Intervention de Daniel Gremillet

Réunion du 17 mars 2015 à 14h30
Adaptation de la société au vieillissement — Discussion d'un projet de loi dans le texte de la commission

Photo de Daniel GremilletDaniel Gremillet :

Monsieur le président, madame la secrétaire d’État, mes chers collègues, le vieillissement de la population est devenu un enjeu majeur pour notre société, pour notre économie.

Au 1er janvier 2015, 18 % de la population française avait plus de soixante-cinq ans et 9 % plus de soixante-quinze ans. Ce vieillissement devrait se poursuivre dans les prochaines décennies. Selon les projections de l’INSEE, entre 2007 et 2060, le nombre de Français âgés de plus de soixante-quinze ans devrait doubler, et le nombre des plus de quatre-vingt-cinq ans devrait être multiplié par quatre.

Dans le projet de loi qui nous est présenté, la question du vieillissement de la société est abordée de manière transversale : les conséquences de ce phénomène sont examinées des points de vue tant de la santé que du logement, de l’urbanisme, des transports ou encore de l’économie. La commission des affaires économiques s’est strictement saisie pour avis des articles 2, 11 à 16 bis et 61. Elle a adopté onze amendements ; la grande majorité d’entre eux ont été intégrés au texte de la commission des affaires sociales, ce dont je me félicite.

Je souhaiterais plus particulièrement dire quelques mots sur la silver economy, puis sur l’hébergement des personnes âgées.

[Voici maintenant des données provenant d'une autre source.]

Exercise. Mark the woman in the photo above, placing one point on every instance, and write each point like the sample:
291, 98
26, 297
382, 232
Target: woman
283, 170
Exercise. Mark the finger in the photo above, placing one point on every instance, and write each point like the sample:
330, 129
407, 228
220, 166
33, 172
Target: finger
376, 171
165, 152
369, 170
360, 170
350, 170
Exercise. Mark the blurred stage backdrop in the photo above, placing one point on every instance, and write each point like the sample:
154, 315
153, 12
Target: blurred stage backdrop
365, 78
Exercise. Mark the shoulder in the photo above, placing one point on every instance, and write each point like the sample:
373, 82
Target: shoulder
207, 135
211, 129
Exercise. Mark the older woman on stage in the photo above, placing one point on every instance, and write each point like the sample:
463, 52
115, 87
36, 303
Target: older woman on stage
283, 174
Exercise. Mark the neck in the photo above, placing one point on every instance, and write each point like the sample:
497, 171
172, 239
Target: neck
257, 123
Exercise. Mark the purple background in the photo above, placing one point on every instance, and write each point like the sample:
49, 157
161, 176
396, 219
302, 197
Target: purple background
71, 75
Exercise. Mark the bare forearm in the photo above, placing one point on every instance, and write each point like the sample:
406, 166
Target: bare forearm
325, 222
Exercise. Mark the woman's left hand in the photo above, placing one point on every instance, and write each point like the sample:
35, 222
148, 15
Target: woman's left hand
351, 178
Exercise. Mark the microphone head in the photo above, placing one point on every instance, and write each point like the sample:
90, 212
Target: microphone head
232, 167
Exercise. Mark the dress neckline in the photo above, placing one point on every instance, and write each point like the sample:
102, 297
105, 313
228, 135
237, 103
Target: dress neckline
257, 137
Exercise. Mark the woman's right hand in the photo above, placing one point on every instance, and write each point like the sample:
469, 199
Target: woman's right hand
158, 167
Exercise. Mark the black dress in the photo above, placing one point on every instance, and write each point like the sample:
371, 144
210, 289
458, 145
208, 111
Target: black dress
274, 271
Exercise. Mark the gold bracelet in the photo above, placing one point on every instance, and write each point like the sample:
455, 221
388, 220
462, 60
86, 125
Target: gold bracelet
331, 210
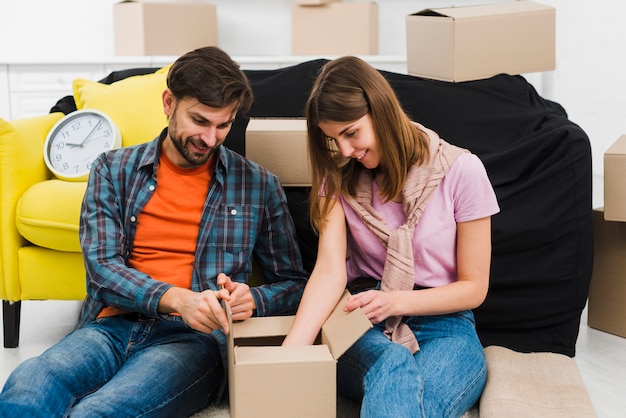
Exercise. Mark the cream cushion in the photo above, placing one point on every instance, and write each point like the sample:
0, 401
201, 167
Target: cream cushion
538, 385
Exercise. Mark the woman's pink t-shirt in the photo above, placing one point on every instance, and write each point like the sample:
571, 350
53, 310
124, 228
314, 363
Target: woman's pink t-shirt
463, 195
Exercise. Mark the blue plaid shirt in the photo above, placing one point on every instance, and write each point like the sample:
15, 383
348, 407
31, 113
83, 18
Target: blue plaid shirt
245, 216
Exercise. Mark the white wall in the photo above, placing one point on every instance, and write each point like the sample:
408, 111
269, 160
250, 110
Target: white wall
588, 82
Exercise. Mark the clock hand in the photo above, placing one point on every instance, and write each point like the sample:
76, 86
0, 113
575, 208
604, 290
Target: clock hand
86, 138
91, 133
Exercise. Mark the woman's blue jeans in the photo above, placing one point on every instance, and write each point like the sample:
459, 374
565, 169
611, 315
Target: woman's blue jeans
114, 367
444, 379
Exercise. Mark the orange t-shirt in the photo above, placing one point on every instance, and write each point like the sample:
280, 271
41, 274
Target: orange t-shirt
167, 227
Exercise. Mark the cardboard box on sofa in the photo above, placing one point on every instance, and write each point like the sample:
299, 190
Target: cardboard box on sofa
314, 2
476, 42
163, 28
606, 310
614, 179
335, 29
268, 380
266, 135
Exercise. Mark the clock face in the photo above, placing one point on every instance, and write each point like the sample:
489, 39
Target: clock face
76, 140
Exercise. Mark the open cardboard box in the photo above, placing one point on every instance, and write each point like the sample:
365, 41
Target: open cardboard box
268, 380
606, 310
151, 27
334, 28
475, 42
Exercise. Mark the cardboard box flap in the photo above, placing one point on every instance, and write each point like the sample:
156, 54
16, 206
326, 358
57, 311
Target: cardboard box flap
465, 12
342, 329
282, 355
269, 326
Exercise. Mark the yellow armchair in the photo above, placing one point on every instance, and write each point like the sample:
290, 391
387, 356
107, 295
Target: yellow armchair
40, 255
28, 271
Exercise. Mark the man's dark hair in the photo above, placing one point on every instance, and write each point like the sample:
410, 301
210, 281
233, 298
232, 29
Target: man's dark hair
211, 76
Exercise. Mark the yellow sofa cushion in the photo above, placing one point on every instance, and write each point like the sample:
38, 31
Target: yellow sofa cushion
134, 103
48, 214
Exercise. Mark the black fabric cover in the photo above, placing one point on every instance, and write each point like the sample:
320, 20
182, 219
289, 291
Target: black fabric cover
539, 163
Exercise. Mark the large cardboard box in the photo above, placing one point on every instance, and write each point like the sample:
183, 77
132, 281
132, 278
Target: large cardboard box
475, 42
268, 380
314, 2
335, 29
163, 28
606, 309
615, 181
280, 145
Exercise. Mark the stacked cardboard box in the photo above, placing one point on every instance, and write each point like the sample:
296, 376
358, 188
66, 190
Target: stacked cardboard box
266, 135
163, 28
332, 27
475, 42
607, 292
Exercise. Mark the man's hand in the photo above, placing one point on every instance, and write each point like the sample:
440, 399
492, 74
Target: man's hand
240, 298
201, 311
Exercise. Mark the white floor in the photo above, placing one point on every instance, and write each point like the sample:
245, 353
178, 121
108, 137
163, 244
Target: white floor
601, 357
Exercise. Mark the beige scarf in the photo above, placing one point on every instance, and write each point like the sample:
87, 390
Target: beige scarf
399, 268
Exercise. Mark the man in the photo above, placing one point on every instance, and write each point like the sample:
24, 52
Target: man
168, 228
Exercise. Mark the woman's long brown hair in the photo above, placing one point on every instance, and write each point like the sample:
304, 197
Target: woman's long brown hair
346, 89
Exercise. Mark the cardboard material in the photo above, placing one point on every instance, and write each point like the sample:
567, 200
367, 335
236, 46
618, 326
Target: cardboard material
606, 309
163, 28
475, 42
335, 29
614, 181
265, 136
314, 2
268, 380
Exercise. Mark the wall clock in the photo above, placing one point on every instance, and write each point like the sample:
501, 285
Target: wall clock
76, 140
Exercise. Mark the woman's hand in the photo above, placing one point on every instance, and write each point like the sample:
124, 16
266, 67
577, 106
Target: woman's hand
375, 304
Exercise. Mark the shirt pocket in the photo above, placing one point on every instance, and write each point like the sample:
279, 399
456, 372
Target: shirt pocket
234, 228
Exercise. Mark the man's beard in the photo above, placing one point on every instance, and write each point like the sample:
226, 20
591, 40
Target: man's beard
195, 160
181, 145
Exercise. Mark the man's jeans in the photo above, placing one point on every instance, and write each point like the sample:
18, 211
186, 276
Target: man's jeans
444, 379
114, 367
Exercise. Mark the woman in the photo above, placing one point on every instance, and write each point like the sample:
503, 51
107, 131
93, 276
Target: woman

Sur le premier point, une étude de l’agence de notation Moody’s du mois d’août dernier voyait dans le vieillissement de la population mondiale un frein à la croissance mondiale. Toutefois, ce constat n’est pas partagé par tous. Ainsi, dans un rapport remis en 2013, le Commissariat général à la stratégie et à la prospective considérait au contraire que la silver economy pouvait être considérée comme un ensemble d’activités économiques et industrielles bénéficiant aux personnes âgées, soit une opportunité de croissance pour la France. Il soulignait, en effet, que les seniors allaient constituer un marché en expansion, et que les entreprises auraient intérêt à s’y adapter et à anticiper les besoins, les produits et les services. La commission Innovation 2030 a également fait de la silver economy l’un des sept secteurs d’innovation pour la France en 2030.

L’enjeu est important : le chiffre d’affaires des entreprises de cette filière est estimé à 16, 6 milliards d’euros, avec un taux de croissance annuel moyen d’environ 14 %. Des secteurs très divers sont concernés : l’habitat, la sécurité, les services, les loisirs ou encore le tourisme.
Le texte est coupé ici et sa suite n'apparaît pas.